Ясно, что наша нервная система способна порождать, сохранять и воспроизводить то, что на компьютерном языке называется «программой», то есть набор приказов, или центробежных команд, которые центральная нервная система посылает мускулатуре и которые можно запускать последовательно. Владение навыком зависит от имеющегося рабочего арсенала таких программ, то есть заранее заданных последовательностей центробежных команд. У этих последовательностей есть цели – то есть актуальное положение дел в мире, которое требует этих действий. Это означает, что в каждой программе должны быть функции для получения сенсорной информации о мире в критических точках последовательности и для сравнения этой информации с неким желаемым положением дел. Эту функцию в структуралистской психологии выполняет «образ»: с ее точки зрения поведением управляют сенсорные образы, то есть и мысль, которая направляет действие, и информация, которая его завершает, заключают в себе сенсорный опыт и память о них.

На самом деле в этом поведении не обязательно подразумевается элемент осознанности – не более чем в реакции термостата, который регулирует поведение автоматической системы отопления, реагируя на температуру в комнате[50].

Отметим, что у этих программ целенаправленного поведения есть несколько важных для нас характеристик: они избирательны в том смысле, что значение для них имеют только определенные аспекты окружающей среды (например, термостат, созданный прежде всего для того, чтобы реагировать на колебания температуры, к звукам музыки, как правило, равнодушен). Они ориентированы на достижение определенной цели – то есть эти программы задействуются только для того, чтобы достичь определенного положения дел. Две эти характеристики всплывут снова под именами внимания и намерения (этих пока остающихся загадочными свойств), когда мы перейдем к рассмотрению типов поведения, нацеленных сугубо на сбор информации, а именно к перцептивному поведению.

Перцептивное поведение. То, как человек всматривается в мир, связано, соответственно, и с его знаниями о мире, и с его целями, то есть с тем, какую информацию он ищет.

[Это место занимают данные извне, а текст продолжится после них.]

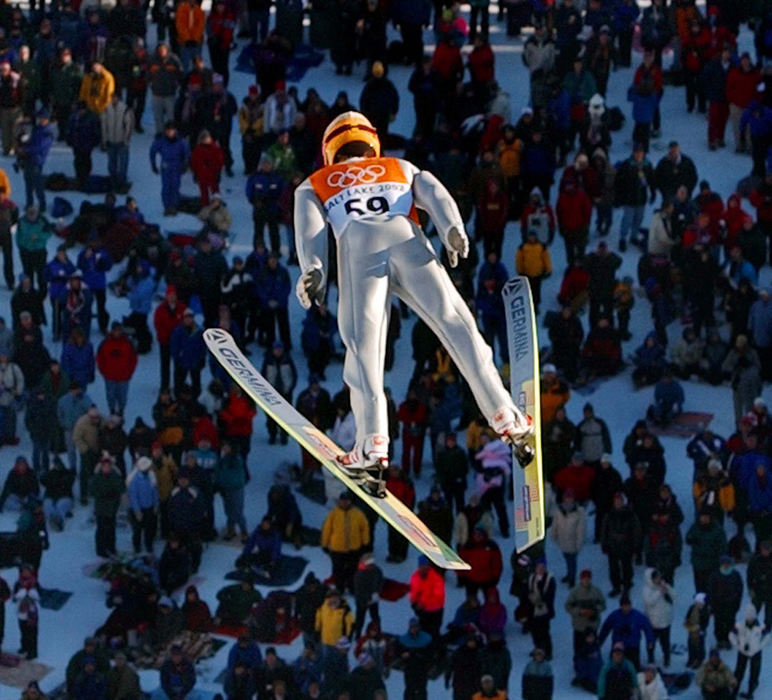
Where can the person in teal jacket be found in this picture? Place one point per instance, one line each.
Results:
(32, 237)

Хорошо известно, что мы способны сохранять в непосредственной памяти лишь небольшое число не связанных между собой единиц, примерно от пяти до семи. Чтобы запомнить большее число единиц, нам нужно переместить их в более долговременную память в закодированной (абстрактной, редуцированной или символической) форме. Поскольку движения нашего глаза, как правило, очень стремительны (около четырех движений в секунду), мы обычно, когда всматриваемся в какой-либо объект, делаем больше фиксаций, чем можем удержать в своей непосредственной памяти. Следовательно, какая-то часть нашего восприятия объекта должна опираться на закодированные воспоминания о более ранних мимолетных взглядах. Дальше, соответственно, встает вопрос, как отдельные мимолетные взгляды связываются во времени в единое восприятие объекта и как они сохраняются в череде других дискретных взглядов.

Поскольку мелкие детали глаз распознает лишь очень маленькой частью поля зрения (фовеей), нам приходится получать знания о зримом мире, переводя взгляд последовательно в разных направлениях. Такой беглый взгляд – результат саккадических[51] движений глаза, причем конечная точка этих движений определена еще до начала движения (то есть эти прерывистые движения баллистические): то, куда мы посмотрим, решено заранее. Соответственно, содержание каждого такого взгляда есть в определенном смысле ответ на вопрос, что мы увидим, если определенная часть воспринятого периферическим зрением вида попадет на фовею. Вглядываясь в обычный мир, субъект имеет два источника ожиданий: а) он уже знает нечто о том, какие формы ожидает увидеть в этом мире, и об их общих свойствах; б) периферическая часть сетчатки с низкой резкостью и слабым распознаванием деталей тем не менее дает общее представление о том, что зритель увидит, обратив взгляд в ту или иную область зрительного поля.

Рассматривание статичных изображений есть процесс, разворачивающийся во времени, это всегда было понятно исследователям композиции, которые говорят, что «глаз скользит» в некой заданной последовательности по поверхности картины. Однако в реальности порядок, в котором воспринимаются отдельные элементы изображения в обычных условиях, чаще всего задать заранее невозможно (ср.: Buswell, 1935).

Такая свобода мешает нам начать функциональный анализ того, что можно назвать активным всматриванием (в отличие от пассивного или абстрактного смотрения), с исследования тех навыков, которые задействованы в восприятии изображений.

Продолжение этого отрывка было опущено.